Auf dem Eis konntest Du einige Turniererfolge feiern, doch Deine Curlingkarriere hat vor allem abseits des Eises deutliche Spuren hinterlassen: Du warst 34 Jahre lang Präsident des CC Schlieren und nach der Fusion des CC Limmattal, darüber hinaus hast Du als Regional- und Zentralpräsident von SWISSCURLING gedient und bist immer noch Präsident des Zürcher Kantonalverbands. Was treibt Dich an?

 Mein Ziel ist es eigentlich, dass wirklich ALLE Curling spielen: ein Sport, der sowohl körperlich als auch gesellschaftlich attraktiv ist, ein Spiel, das auch den zwischenmenschlichen Austausch fördert. Zudem erfüllt es mich mit Freude, mit Jugendlichen zu arbeiten, sie zu unterstützen und zu fördern – nicht nur sportlich. Zusammen mit meiner Frau Evelyne, die über 25 Jahre lang erfolgreich die Anfängerkurse für die Cherry Rocker geleitet hat, konnten wir junge Talente wie Carmen Müller-Schäfer, Janine und Jacqueline Greiner sowie Alina und Claudio Pätz auf ihrem Weg begleiten. Auch Thomas Lips, heute Nationaltrainer bei SWISSCURLING, stammt aus unseren Reihen.

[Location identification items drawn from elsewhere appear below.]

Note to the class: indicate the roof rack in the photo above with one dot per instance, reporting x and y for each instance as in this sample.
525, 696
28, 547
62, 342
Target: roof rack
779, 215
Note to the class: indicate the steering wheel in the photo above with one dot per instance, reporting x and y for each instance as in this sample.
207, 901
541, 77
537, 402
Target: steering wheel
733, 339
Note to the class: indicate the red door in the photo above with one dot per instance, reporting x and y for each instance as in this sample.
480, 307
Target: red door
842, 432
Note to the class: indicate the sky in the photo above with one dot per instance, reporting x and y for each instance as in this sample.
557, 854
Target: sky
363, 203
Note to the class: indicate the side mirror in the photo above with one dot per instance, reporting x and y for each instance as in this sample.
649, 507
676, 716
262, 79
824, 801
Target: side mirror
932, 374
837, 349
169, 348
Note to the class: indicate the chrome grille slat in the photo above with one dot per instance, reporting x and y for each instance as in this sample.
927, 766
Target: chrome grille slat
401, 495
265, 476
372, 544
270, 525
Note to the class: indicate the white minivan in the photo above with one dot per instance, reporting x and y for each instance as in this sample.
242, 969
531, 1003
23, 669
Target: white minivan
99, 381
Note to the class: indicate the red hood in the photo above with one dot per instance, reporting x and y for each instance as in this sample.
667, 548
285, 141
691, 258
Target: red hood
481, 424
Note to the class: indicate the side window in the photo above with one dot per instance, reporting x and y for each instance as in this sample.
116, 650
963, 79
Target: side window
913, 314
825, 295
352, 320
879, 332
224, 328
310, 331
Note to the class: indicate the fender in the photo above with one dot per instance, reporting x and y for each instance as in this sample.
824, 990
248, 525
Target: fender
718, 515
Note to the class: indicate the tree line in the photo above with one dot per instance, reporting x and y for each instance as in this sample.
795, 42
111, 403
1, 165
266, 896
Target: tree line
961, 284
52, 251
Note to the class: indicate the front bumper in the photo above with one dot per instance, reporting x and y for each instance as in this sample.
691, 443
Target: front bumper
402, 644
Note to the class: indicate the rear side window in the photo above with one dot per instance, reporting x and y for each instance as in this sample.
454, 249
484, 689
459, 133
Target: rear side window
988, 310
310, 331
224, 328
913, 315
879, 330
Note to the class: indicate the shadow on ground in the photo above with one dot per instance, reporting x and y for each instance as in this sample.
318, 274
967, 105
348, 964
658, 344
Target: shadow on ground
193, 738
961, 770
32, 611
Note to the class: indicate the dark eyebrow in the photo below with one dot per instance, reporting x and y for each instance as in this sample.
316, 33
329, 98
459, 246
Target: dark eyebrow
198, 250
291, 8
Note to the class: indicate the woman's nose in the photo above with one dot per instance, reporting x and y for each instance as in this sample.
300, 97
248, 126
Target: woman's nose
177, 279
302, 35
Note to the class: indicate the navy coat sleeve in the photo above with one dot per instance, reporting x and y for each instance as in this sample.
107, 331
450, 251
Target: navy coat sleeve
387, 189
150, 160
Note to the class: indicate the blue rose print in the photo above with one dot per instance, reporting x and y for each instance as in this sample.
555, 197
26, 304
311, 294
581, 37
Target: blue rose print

Ich bin nicht der Typ Mensch, der sich auf seinen Lorbeeren ausruht – es muss immer etwas passieren, es muss immer weiter gehen. Mit Floor- oder Streetcurling bringen wir unseren wunderbaren Sport direkt zu den Menschen, um ihn populärer zu machen und neue Mitglieder zu gewinnen. Warum gehen wir auf die Strasse? Weil die Hemmschwelle, eine Curlinghalle zu betreten, immer noch sehr hoch ist. Wir beteiligen uns auch an verschiedenen polysportiven Kids Camps, um Junioren zu gewinnen und auch deren Eltern für unseren Sport zu begeistern. Es gibt so viele Möglichkeiten – wir müssen uns nur bewegen!

Nach vielen Jahren der Juniorenförderung widmest Du Dich nun mehr den älteren Spielern und setzt Dich für eine neue Art des Curlingsports mit dem Stick ein. Wie kam es dazu?

Ja, das ist eine weitere Herzensangelegenheit von mir, und ich sehe darin grosses Potenzial. Curler, die in ihrer Mobilität eingeschränkt sind, können durch den Einsatz des Sticks unserem Sport treu bleiben. Es ist deshalb wichtig, den Stick in den Curlingclubs attraktiv zu machen. Leider gibt es derzeit noch viele Curlerinnen und Curler, die sich gegen den Stick sträuben und mit dem Curling aufhören. Das darf nicht passieren!

Glaubst Du auch, dass man neue Curlerinnen und Curler gewinnen kann, die nur mit dem Stick spielen?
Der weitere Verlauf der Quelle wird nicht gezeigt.